Example: HTTP from Python

import requests

# Create a session implicitly
r = requests.post("http://localhost:1234/v1/chat/completions", json={
    "model": "default",
    "messages": [{"role": "user", "content": "Research recent Rust releases."}],
    "session_id": "user-42-chat-abc",
})
print(r.json()["choices"][0]["message"]["content"])

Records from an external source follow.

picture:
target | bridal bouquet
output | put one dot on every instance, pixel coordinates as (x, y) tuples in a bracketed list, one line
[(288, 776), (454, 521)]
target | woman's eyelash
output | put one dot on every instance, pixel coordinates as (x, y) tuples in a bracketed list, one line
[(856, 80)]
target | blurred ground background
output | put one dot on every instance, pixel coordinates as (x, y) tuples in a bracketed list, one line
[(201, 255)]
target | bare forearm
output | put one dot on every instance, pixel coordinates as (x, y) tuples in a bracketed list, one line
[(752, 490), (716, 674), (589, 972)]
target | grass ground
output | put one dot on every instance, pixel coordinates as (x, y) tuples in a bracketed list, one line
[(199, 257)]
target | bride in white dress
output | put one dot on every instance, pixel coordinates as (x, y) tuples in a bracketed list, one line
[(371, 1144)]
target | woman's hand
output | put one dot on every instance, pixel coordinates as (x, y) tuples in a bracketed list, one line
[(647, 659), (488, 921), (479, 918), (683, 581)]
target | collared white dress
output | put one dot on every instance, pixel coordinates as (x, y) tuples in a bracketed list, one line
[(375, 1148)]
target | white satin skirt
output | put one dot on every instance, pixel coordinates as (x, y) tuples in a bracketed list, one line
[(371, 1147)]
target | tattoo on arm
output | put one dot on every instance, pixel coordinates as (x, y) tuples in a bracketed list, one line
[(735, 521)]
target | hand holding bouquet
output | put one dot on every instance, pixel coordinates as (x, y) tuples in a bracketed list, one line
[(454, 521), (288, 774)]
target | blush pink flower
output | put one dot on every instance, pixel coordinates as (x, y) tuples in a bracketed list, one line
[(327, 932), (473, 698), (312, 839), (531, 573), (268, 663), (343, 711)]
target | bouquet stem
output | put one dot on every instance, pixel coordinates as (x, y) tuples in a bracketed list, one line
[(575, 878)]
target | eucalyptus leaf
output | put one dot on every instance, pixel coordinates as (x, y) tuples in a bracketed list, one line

# Continue the same session
r = requests.post("http://localhost:1234/v1/chat/completions", json={
    "model": "default",
    "messages": [{"role": "user", "content": "Summarize what you found."}],
    "session_id": "user-42-chat-abc",
})

Export, import, delete

# Export
exported = requests.get(
    "http://localhost:1234/v1/sessions/user-42-chat-abc"
).json()

# Import elsewhere
requests.put(
    "http://localhost:1234/v1/sessions/user-42-chat-abc",
    json=exported,
)

# Delete
requests.delete("http://localhost:1234/v1/sessions/user-42-chat-abc")

Lifetime

Sessions are in-memory with a 30-minute idle TTL and 128-entry capacity (LRU). They do not survive a server restart unless exported and re-imported.

Code execution subprocess

If the session has an active Python subprocess (code execution), the subprocess is not part of the exportable state.